И главный по общественному транспорту увидел собственную калошу. Ту самую — пропавшую, которая, свалившись, так напугала дядю-Афанасия. «Лет восемь…» — быстро подсчитал Прохор Филиппович, и пол закачался у него под ногами. Понимающий взгляд оперуполномоченного сделался ещё человечней.
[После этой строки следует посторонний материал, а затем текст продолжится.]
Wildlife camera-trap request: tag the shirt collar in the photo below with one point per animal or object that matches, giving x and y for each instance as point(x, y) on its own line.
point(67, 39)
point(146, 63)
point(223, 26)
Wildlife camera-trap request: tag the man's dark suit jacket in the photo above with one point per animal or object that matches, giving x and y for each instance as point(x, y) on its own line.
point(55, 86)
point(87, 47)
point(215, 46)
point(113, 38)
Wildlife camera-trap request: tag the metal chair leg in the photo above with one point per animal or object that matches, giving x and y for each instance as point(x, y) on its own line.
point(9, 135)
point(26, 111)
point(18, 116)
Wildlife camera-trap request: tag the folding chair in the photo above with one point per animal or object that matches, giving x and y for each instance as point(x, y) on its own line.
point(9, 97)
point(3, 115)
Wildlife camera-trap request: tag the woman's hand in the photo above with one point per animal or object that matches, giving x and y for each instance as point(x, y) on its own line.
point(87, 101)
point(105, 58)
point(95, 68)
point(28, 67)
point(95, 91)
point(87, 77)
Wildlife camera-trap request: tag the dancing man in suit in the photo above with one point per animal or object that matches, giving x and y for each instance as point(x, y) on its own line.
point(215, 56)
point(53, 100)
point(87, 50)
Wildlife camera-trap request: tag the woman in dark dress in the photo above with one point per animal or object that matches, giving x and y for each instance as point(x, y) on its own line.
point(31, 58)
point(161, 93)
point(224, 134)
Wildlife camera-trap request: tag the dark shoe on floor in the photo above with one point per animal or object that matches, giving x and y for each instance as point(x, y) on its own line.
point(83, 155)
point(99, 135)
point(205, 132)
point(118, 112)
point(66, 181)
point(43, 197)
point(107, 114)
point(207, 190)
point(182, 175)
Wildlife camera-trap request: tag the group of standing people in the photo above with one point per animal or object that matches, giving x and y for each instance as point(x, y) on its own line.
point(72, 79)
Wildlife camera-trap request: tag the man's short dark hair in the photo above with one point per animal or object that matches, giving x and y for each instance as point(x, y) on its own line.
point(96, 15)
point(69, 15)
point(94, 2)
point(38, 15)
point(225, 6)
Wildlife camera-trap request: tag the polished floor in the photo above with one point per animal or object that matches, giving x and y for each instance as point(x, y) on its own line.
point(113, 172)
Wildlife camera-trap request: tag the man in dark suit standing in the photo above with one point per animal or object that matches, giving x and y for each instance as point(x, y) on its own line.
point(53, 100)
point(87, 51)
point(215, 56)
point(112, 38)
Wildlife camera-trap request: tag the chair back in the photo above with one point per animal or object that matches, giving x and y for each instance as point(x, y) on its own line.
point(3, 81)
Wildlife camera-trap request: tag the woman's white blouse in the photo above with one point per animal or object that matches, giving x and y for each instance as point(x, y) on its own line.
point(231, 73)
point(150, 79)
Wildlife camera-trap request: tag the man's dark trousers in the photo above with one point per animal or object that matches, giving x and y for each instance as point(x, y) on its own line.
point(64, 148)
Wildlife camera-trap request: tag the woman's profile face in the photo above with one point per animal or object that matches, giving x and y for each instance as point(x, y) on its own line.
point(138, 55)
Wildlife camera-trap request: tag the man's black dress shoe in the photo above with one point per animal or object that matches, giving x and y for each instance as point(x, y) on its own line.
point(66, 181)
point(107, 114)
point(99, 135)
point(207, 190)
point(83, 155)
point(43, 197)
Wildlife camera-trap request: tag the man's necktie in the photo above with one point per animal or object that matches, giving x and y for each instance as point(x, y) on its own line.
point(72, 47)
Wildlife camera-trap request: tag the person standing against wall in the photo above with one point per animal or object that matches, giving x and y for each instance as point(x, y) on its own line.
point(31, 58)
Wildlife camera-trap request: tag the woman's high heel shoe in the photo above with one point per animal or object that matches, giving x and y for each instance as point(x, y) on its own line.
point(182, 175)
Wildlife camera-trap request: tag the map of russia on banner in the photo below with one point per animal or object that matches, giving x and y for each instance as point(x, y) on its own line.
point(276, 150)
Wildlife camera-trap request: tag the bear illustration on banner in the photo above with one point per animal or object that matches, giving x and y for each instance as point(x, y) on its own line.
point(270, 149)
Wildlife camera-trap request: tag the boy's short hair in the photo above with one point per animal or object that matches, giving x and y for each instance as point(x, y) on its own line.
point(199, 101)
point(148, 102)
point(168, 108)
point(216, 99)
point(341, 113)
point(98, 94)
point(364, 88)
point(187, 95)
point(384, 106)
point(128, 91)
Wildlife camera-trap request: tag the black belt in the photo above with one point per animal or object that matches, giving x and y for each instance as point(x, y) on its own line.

Ефим Яковлевич налил из графина воды, но вместо того, чтобы протянуть стакан Прохору Филипповичу, вдруг, опрокинул содержимое на его голову.
— А-ха-ха… Ха-ха… — шутка так развеселила следователя, что он буквально покатился от хохота.
— Хе-хе… — хихикнул Прохор Филиппович, чувствуя, как прохладные струйки стекают у него по усам и за воротник. Нервический смех опера резко оборвался, и главный по общественному транспорту услышал собственный голос, одинокий и неприятно-угодливый.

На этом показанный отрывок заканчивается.